Mais, si cette maison était habitée par des Russes ? La chose est douteuse, car nous sommes certainement sur la route suivie par l’armée en retraite et, jusqu’ici, partout où elle a passé, nous n’avons rencontré que des maisons en ruines ou pour le moins abandonnées. Cependant tout est possible et nous avons appris à nous attendre aux aventures les plus désagréables. Que faire, si nous rencontrons des ennemis ?

Que faire ?… J’interroge du regard le malheureux qui s’appuie sur mon bras et qui ne vivra plus deux heures si je ne parviens pas à le mettre à l’abri du froid.

— Allons toujours, dit-il, rien ne peut plus m’effrayer. Si nous trouvons des amis, nous pourrons nous restaurer et peut-être remonter notre garde-robe.

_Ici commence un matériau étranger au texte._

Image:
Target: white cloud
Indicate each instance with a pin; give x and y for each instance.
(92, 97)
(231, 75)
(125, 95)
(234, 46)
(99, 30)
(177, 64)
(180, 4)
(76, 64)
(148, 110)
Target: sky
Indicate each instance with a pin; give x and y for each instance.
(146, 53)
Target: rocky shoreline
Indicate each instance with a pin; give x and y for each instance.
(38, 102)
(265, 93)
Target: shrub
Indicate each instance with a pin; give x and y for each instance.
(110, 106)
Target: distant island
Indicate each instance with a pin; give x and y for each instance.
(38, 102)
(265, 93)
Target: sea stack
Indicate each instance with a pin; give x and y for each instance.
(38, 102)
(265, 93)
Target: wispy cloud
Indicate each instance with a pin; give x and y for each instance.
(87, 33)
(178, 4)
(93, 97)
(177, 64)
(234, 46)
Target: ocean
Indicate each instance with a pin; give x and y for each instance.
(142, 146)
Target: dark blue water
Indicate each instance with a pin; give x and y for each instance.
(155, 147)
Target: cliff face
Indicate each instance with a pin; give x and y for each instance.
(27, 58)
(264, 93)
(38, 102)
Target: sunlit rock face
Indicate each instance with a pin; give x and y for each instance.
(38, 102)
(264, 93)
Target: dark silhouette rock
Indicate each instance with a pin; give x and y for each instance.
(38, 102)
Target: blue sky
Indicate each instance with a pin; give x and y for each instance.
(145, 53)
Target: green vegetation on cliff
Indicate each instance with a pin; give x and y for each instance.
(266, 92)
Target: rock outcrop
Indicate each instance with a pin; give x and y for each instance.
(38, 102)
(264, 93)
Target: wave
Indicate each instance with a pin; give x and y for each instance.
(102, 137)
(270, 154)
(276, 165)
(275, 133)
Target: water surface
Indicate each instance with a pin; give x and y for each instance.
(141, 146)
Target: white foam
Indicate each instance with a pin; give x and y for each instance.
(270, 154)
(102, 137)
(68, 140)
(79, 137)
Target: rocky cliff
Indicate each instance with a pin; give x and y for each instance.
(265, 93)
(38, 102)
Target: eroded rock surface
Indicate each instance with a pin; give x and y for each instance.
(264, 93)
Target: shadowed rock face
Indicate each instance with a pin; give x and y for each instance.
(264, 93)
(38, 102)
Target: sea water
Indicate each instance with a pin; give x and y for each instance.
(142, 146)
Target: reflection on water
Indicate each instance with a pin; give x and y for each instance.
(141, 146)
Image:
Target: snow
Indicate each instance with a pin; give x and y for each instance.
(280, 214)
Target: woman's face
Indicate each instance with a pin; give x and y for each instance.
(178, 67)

Si, au contraire, nous tombons entre les mains des Russes, quel mal peuvent-ils nous faire ? Nous tuer ? Ce serait peut-être nous rendre un grand service. N’hésitons plus, je t’en prie.

Nous faisons encore quelques pas. Derrière le bâtiment où nous allons pénétrer s’étend un bosquet d’où sortent des hommes déguenillés portant des branches de sapin ou de gros morceaux de bois mort. Ces hommes sont des Français, ils paraissent aussi malheureux que nous, ils ne nous refuseront pas une place à leur feu. Cependant notre arrivée ne paraît guère les réjouir ; ils poussent une porte, jettent de notre côté un regard méfiant et entrent, silencieux comme des fantômes, ployant sous leurs fardeaux.

Ce que nous avons pris de loin pour une habitation, n’est qu’une vaste grange. Cela n’ôte rien à notre joie. Il y a là quatre murs en troncs d’arbres bien solides, couverts d’un toit en assez bon état, dans lequel on a pratiqué un trou pour ouvrir un passage à la fumée. Nous allons trouver un asile fermé au vent et à la neige, bien sec, bien chauffé, nous pourrons dormir.

Dormir sans avoir froid, nous reposer près d’un bon feu, c’était là le grand remède dont nous avions surtout besoin.

Le caporal semblait revivre.

— Mon cher ami, dit-il, si jamais nous revoyons notre pays, je n’oublierai pas les services que tu m’as rendus… Sans toi, je serais loin d’ici, couché sous la neige, le long de ce chemin de douleur, où blanchiront les os de tant de braves.

Et sa main bleuie par le froid s’étendit vers la plaine immense toute blanche de neige, pendant que ses regards s’élevaient vers le ciel, comme pour prendre Dieu à témoin de nos horribles souffrances.